Bellanca e Bivona: “Sulle terme il confronto è utile se l’obiettivo è il bene della città”

terme dall'alto

Una considerazione di Simone Di Paola suscita la “contromossa” dei presidenti delle Commissioni consiliari Bilancio e Lavori Pubblici, rispettivamente Filippo Bellanca e Ignazio Bivona

SCIACCA– “E’ importante chiarie che la riunione alla quale si fa riferimento è stata richiesta dal Comitato Civico per le Terme di Sciacca e si è svolta con l’obiettivo di favorire un momento di confronto e di approfondimento tra le diverse componenti politiche e istituzionali della città”, dicono i consiglieri comunali Filippo Bellanca e Ignazio Bivona. Il riferimento è alla riunione di ieri svoltasi in sala giunta e richiesta dal Comitato civico Patrimonio Termale. I due consiglieri replicano a Simone Di Paola che ieri si è espresso in un post sul suo profilo Facenbbock che abbiamo riportato. “Simone, oltre a essere stato assessore di questa amministrazione, è stato anche consigliere comunale e conosce bene il funzionamento delle istituzioni. Siamo certi, quindi, che sappia distinguere una riunione di confronto da una seduta del Consiglio comunale”, chiosano Bellanca e Bivona sottolinenado che “nessuno ha mai pensato, né avrebbe potuto pensare, di sostituire il Consiglio comunale con una riunione. Quello che si è svolto è stato semplicemente un momento di confronto politico-istituzionale, utile a condividere informazioni e a ragionare insieme su una vicenda complessa e delicata”. Incalzano Bellanca e Bivona: “A proposito della “stanza” citata nell’articolo, vorremmo chiarire un aspetto: non si trattava di un luogo qualsiasi o informale, ma della Sala Giunta del Comune di Sciacca, una sede istituzionale.

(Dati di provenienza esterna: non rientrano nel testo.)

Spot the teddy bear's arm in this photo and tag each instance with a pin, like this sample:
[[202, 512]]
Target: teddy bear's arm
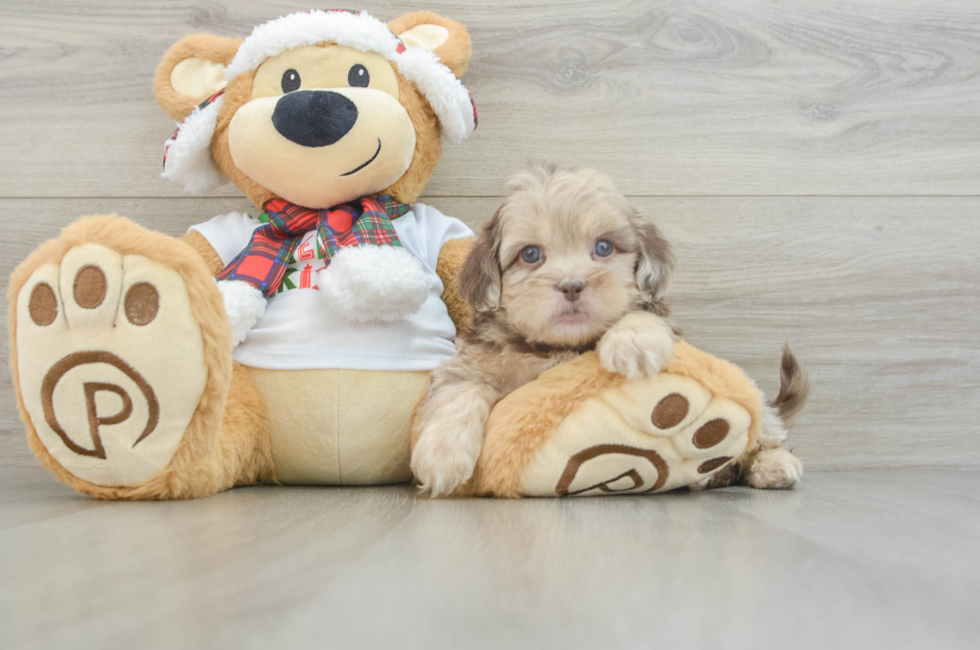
[[451, 259], [197, 241]]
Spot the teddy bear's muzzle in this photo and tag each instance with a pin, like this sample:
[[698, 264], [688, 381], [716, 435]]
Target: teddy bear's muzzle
[[314, 118]]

A nostro avviso, il confronto non toglie nulla al Consiglio comunale”.
La fibrillazione è figlia delle prossime e imminenti elezioni comunali che si svolgeranno in primavera prossima. “Sappiamo che ci attendono importanti appuntamenti elettorali, a partire dalle prossime elezioni amministrative di Sciacca, oltre a quelle regionali e nazionali. Proprio per questo sarebbe un errore trasformare la vicenda delle Terme in una gara a chi arriva prima, a chi si attribuisce un merito o a chi usa una questione così seria come strumento di contrapposizione politica”, aggiungono i due consiglieri comunali.